»Me he portado bien contigo. Pero te advierto, no soy ningún ángel. Pienso principalmente que estoy un
poco borracho. Me voy a la cama; resulta demasiado doloroso permanecer despierto. Soy insaciable. Te
pediré que hagas lo imposible. No sé lo qué es. Probablemente tú me lo dirás. Eres más rápida que yo. Me
encanta tu coño, Anaïs, me vuelve loco. Y tu manera de pronunciar mi nombre. ¡Dios mío, parece irreal!
Escucha, estoy muy ebrio. No soporto estar aquí solo. Te necesito. ¿Puedo decírtelo todo? Puedo, ¿verdad? Ven en seguida y fóllame. Descarga conmigo. Rodéame con las piernas. Caliéntame.»
Tuve la impresión de que estaba leyendo sus sentimientos más inconscientes. Sentí que la vida entera me
abrazaba, en esas palabras. Sentí un supremo desafío para con mi adoración de la vida y sentí deseos de
abandonarme, de entregarme a la vida plena, que es Henry. ¡Qué de sensaciones nuevas despierta en mí,
qué nuevos tormentos, nuevos temores y nueva valentía!

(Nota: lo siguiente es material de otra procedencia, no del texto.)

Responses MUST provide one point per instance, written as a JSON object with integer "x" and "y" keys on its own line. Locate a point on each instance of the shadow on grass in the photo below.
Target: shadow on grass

No he tenido ninguna carta de él desde nuestro día. Sintió un tremendo alivio, satisfacción, fatiga, justamente igual que yo.
¿Y luego?
Vino ayer a Louveciennes. Un Henry nuevo, o más bien el Henry que se esconde detrás del Henry conocido, el Henry que hay más allá de lo que ha escrito, más allá del conocimiento directo, mi Henry, el
hombre a quien ahora amo tremendamente, demasiado, peligrosamente.

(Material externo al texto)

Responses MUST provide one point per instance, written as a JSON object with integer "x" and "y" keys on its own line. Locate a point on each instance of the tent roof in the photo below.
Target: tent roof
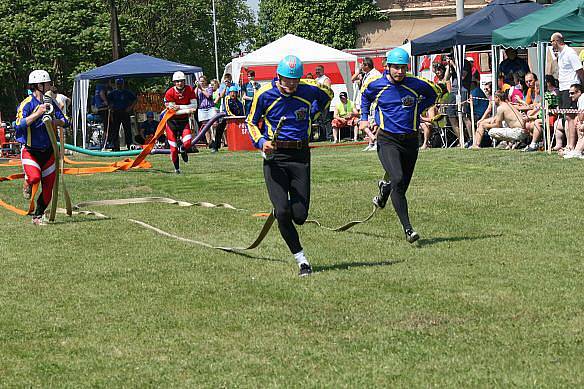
{"x": 566, "y": 16}
{"x": 137, "y": 65}
{"x": 308, "y": 52}
{"x": 475, "y": 29}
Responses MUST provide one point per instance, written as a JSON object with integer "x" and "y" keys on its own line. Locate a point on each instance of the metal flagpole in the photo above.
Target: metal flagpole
{"x": 215, "y": 38}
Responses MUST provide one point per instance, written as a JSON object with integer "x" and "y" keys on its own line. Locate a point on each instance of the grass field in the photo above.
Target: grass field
{"x": 491, "y": 296}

Estaba muy serio. Había recibido una carta de June, a lápiz, irregular, absurda, infantil, enternecedora,
simple, expresión de su amor por él. «Esa carta lo borra todo.» Sentí que había llegado el momento de
desprenderme de mi June, de darle a mi June, «porque –dije– así la amarás más. Es una June muy hermosa. Otras veces he tenido la impresión de que te reirías de mi retrato, te burlarías de su ingenuidad. Hoy sé
que no lo harás.»
Le leí todo cuanto había escrito en mi diario sobre June. ¿Qué ocurre? Está muy emocionado, turbado.
Cree. «Así es cómo yo debería haber escrito sobre June. Lo demás resulta incompleto, superficial. Tú la
has captado, Anaïs.» Pero espera. Ha dejado la dulzura, la ternura fuera de su trabajo, no ha escrito sino
del odio, de la violencia. Yo únicamente he incluido lo que él ha dejado fuera. Sin embargo no lo ha omitido porque no lo sienta, no lo sepa, o no lo comprenda (como piensa June), sino porque es más difícil de
expresar. Sus escritos hasta ahora sólo han nacido de la violencia, le han sido arrancados, los golpes le
han hecho gemir y maldecir. Y ahora se halla en reposo y yo confío en él plenamente, en el Henry sensible, profundo. Está ganado.
–Ese amor es maravilloso, Anaïs –dice–. Ni lo odio ni lo desprecio. Me doy cuenta de lo que os aportáis,
la una a la otra. Lo veo perfectamente. Lee, lee, esto es una revelación para mí.
Leo y tiemblo, hasta nuestro beso. Lo comprende perfectamente.
–Anaïs –dice de repente–, acabo de darme cuenta de que lo que yo te doy es burdo y simple, comparado
con eso. Me doy cuenta de que cuando June regrese...
–No sabes lo que tú me has dado –le interrumpo–. No es ni burdo ni simple. Hoy, por ejemplo... –me
ahogo ante tantos sentimientos enredados. Quisiera decirle cuánto me has dado. Nos oprime idéntico temor–. Ahora ves a una June hermosa.
–No, ¡la odio!
–¿Que la odias?
–Sí, la odio –dice Henry–, porque por tus notas advierto que somos víctimas suyas, que te ha engañado,
que sus mentiras sólo tienen un objetivo, destructivo y pernicioso. Solapadamente, pretende deformarme
ante tus ojos, y a ti ante los míos. Si June regresa, nos enfrentará. Me da miedo.
–Entre nosotros existe algo, Henry, una unión que June no puede comprender ni asimilar.
–La mente –murmuró.
–Por eso nos odiará, sí, y luchará con sus propias armas.
–Y sus armas son los embustes.
Ambos somos plenamente conscientes del poder que sobre nosotros tiene, de los nuevos lazos que nos
unen.
–Si tuviera medios para hacer que June volviera, ¿querrías que lo hiciese? –le pregunté.